I would remind your xenophobic self that up until 1848, all of California south of Monterey was part of Mexico. And the (inflated) 20 million Mexican people you seem to imagine are living here without documentation -- pay taxes. Double congrats to Enrique Morones for overcoming virulent opposition like yours.


Rocket_J_Squirrel Oct. 26, 2016 @ 5:56 p.m.

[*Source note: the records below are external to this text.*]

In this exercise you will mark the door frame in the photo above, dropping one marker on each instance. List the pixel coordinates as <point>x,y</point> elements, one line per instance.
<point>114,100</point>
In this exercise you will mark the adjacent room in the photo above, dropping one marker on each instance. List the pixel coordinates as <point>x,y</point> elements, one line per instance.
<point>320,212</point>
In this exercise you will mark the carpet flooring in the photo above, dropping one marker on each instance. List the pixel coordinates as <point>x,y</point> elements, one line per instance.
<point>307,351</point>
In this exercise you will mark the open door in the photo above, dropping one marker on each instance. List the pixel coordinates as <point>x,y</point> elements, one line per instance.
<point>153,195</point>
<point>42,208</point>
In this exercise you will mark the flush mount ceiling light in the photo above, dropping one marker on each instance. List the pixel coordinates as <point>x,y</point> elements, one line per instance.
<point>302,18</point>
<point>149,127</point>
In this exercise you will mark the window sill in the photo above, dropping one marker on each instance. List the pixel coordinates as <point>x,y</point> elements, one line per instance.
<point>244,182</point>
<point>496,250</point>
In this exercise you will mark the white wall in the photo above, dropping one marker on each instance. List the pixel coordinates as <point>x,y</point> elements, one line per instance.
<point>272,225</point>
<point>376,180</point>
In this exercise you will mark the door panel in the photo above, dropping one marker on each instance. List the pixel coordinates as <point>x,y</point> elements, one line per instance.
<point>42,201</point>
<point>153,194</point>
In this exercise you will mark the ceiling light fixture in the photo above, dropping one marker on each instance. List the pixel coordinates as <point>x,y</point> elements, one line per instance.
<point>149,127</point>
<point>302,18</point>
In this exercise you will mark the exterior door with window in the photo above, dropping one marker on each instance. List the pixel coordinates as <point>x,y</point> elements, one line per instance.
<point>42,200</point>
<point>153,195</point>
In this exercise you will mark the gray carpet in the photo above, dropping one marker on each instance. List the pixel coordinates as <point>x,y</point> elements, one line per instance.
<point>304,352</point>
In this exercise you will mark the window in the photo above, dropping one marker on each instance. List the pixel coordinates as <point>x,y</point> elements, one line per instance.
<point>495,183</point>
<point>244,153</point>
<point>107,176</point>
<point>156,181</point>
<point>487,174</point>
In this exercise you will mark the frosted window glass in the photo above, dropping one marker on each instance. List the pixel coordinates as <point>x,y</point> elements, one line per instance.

For the last 30 years, my xenophobic self has been married to a woman from Sao Paulo, Brazil (the neighborhood called Higienopolis). Don't make stupid, uninformed judgments about people about you know nothing (grammer?). There were about 80,000 Mexicans here when the "border crossed them" after the Treaty of Guadalupe Hidalgo - a peace treaty. I guess Spain, then Mexico SHOULD have given the land back to the First Nation people in the first place. (Everybody thought it was OK to steal from THEM) Since that time, with the border firmly established , though not enforced, millions of people the world over (especially at LEAST 11 million from Mex, most likely twice that) decided to skirt our immigration laws because they couldn't wait to get on the list with the 30 million people who have been vetted at US Embassies around the world. Now that they made it under, over, around and through the various barriers put up to control the amount and time people enter this country, they say the immigration laws are all wrong, they demand a shortcut to citizenship, thereby giving the finger to the people waiting LAWFULLY to enter this country.

And by the way, the stupid racism card is always tossed at people who want control on the borders, but people entering illegally A - Z - Afghanistan to Zimbabwe and EVERY COUNTRY IN BETWEEN, need to follow our laws.

Also I would like to ask Enrique to give me a number of people that should be allowed into the US annually from the entire planet - not just Mexico.

Is it 1 million? 10 million? 100 million? All 6 billion?

No "virulent opposition" here. If Enrique wants open, unregulated borders, the the same should occur at the Casa de Mexico, and even Enrique's home.